К слову сказать, не думайте, что о Карабахе существует какое-то предвзятое мнение. Ничего подобного. Весь мир знает о рассечённой на две половинки маленькой Осетии, об их мечте объединиться, о проблеме Абхазии…И никому не удаётся решить свою проблему. Это не случайность. Поговорка верна: пока есть волки, нужны и овцы.

Я помню первого секретаря обкома Карабаха Арменака Каракозова. Помню его окружение: Мукуч Арзанян, Шаген Погосбекян, Гайк Арустамян. О каждом из них можно написать книгу. Всех их не стало в один день. У Сталина были длинные руки, он доставал каждого, будь он за тридевять земель. Кровь у нас лилась широкой рекой.

Мне могут возразить: позвольте, что же над Кеворковым нет власти, он так и будет творить беспредел? Формально власть существует. И права граждан защищены законом, Коституцией. Но также формально. Любой власть имущий может перекроить и закон, и Конституцию по своему разумению, на свой рост, и ничего ему не будет. Как в известном восточном речении про пройдох-торгашей: “Вывешивают баранью голову, а торгуют собачьим мясом”.

Индира Ганди чуть не поплатилась президентским креслом за нарушение Конституции. А Никсон на Уотергейте просто погорел. Чуть не угодил за решётку.

Алиев – сам себе судья, сам себе власть. Все законы, вся Конституция в его кармане. Давно узурпировал их. Узурпировал правду, справедливость.

Алиев объявил меня националистом. Видите ли, он идёт вдоль, а я поперёк. Я давно заметил: дружба, любовь, которые нуждаются в заверениях, клятвах, уже не дружба, не любовь.

За моей спиной более двадцати книг, и все они о дружбе. За спиной Алиева – бегство армян из Азербайджана, из всех районов, гонения на них по службе, нераскрытые убиства, зверства с отрубанием рук, ног, отрезанием ушей, носов, выкалыванием глаз, распятием на кресте.

Итак, я со своими книгами на одной чаше весов, Алиев с его словоблудием о дружбе- на другой. И представьте себе – Алиев перетягивает меня. Собственно, никто не взвешивает: Гурунц и Алиев – несравнимые величины. А правда, справедливость? Детский разговор. Мхитар Гош ещё в ХII веке утверждал, что «закон и правосудие – непременное условие жизни государства». Он так полагал, наш наивный старец! Все разговоры о законах, правосудии в наши дни – детский лепет. Как Алиев скажет, так и будет. Алиевское решение обжалованию не подлежит. Браво, Алиев. Бей, линчуй жертву, кто тебе судья? Никто не остановит твою руку. Не так мы воспитаны.

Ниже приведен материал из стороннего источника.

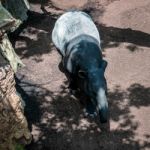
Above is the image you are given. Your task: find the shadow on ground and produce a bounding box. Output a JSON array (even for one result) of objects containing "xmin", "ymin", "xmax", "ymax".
[
  {"xmin": 9, "ymin": 1, "xmax": 150, "ymax": 150},
  {"xmin": 10, "ymin": 4, "xmax": 150, "ymax": 62},
  {"xmin": 14, "ymin": 78, "xmax": 150, "ymax": 150}
]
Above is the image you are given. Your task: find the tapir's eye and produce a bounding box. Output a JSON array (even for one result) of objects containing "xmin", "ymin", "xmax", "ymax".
[{"xmin": 78, "ymin": 70, "xmax": 87, "ymax": 78}]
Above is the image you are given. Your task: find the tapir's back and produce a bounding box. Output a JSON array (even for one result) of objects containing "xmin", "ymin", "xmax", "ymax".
[{"xmin": 52, "ymin": 11, "xmax": 100, "ymax": 55}]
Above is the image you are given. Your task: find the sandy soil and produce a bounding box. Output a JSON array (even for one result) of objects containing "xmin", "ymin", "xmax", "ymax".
[{"xmin": 12, "ymin": 0, "xmax": 150, "ymax": 150}]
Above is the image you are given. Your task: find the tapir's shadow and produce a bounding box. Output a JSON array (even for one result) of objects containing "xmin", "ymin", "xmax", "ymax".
[{"xmin": 58, "ymin": 58, "xmax": 110, "ymax": 132}]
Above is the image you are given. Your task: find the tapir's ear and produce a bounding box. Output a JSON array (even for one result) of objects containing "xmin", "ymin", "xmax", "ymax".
[
  {"xmin": 102, "ymin": 60, "xmax": 108, "ymax": 71},
  {"xmin": 78, "ymin": 70, "xmax": 87, "ymax": 78}
]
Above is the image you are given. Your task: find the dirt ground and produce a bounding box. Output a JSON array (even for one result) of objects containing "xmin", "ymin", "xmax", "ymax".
[{"xmin": 12, "ymin": 0, "xmax": 150, "ymax": 150}]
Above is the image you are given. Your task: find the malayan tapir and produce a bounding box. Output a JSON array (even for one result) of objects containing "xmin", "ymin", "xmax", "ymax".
[{"xmin": 52, "ymin": 11, "xmax": 108, "ymax": 123}]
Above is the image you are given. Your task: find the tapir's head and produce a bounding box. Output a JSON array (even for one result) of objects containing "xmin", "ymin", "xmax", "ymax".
[{"xmin": 79, "ymin": 61, "xmax": 108, "ymax": 123}]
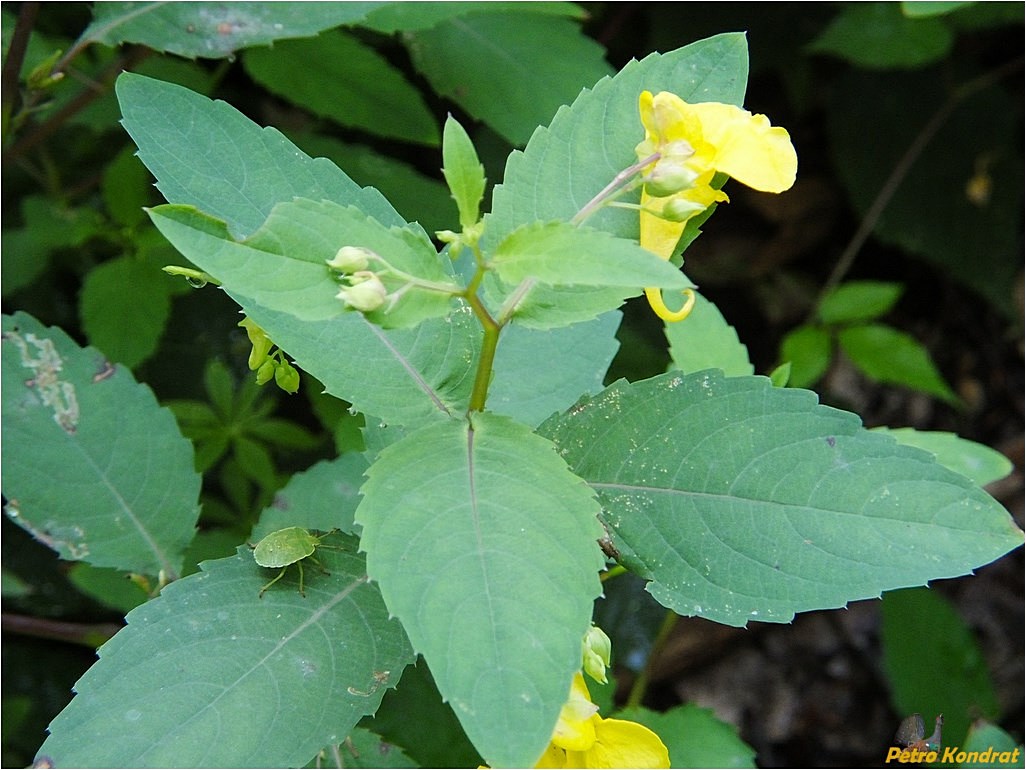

Подняв знамя интернационализма, объявив его краеугольным камнем нашего строя, нашей жизни, мы день за днём стачиваем этот камень, упорно сводим его на нет.

Кто бы ни был ты, мой читатель, если ты не ощущаешь в себе огня сожжёной Шуши, если до твоего слуха не дошли стоны детей, женщин, стариков, павших в ночь “длинных ножей” в двадцатом, если ты считаешь, что нечего ворошить прошлое, отложи эти записи, не читай их.

Я не призываю к мщению. Я только предупреждаю: под славословие дружбы, братства, раздуваются угли национализма, способного повторить шушинскую трагедию, вернуть ночь «длинных ножей», жертвой которой станут уже наши дети. Будьте бдительны, люди!

Я давно заметил – у нас в чести «правильный человек».Тот, кто во всём согласен с вышестоящим товарищем, в конфликт не вступает, лоялен и безоговорочно выполняет всё, что спускают сверху. Такой работник всегда обласкан. Обижать же можно честных людей. И чем они честнее, тем больше. Такая у нас «всенародная порча человека».

Как бы невежествена ни была власть, она не может не считаться с народом, не может обойтись без человека, в котором ещё сохранилось «я», личность. А без личности нет общества. Оно деградирует, впадает в первобытное состояние. Стоит потерять своё «я», как ты уже дикарь.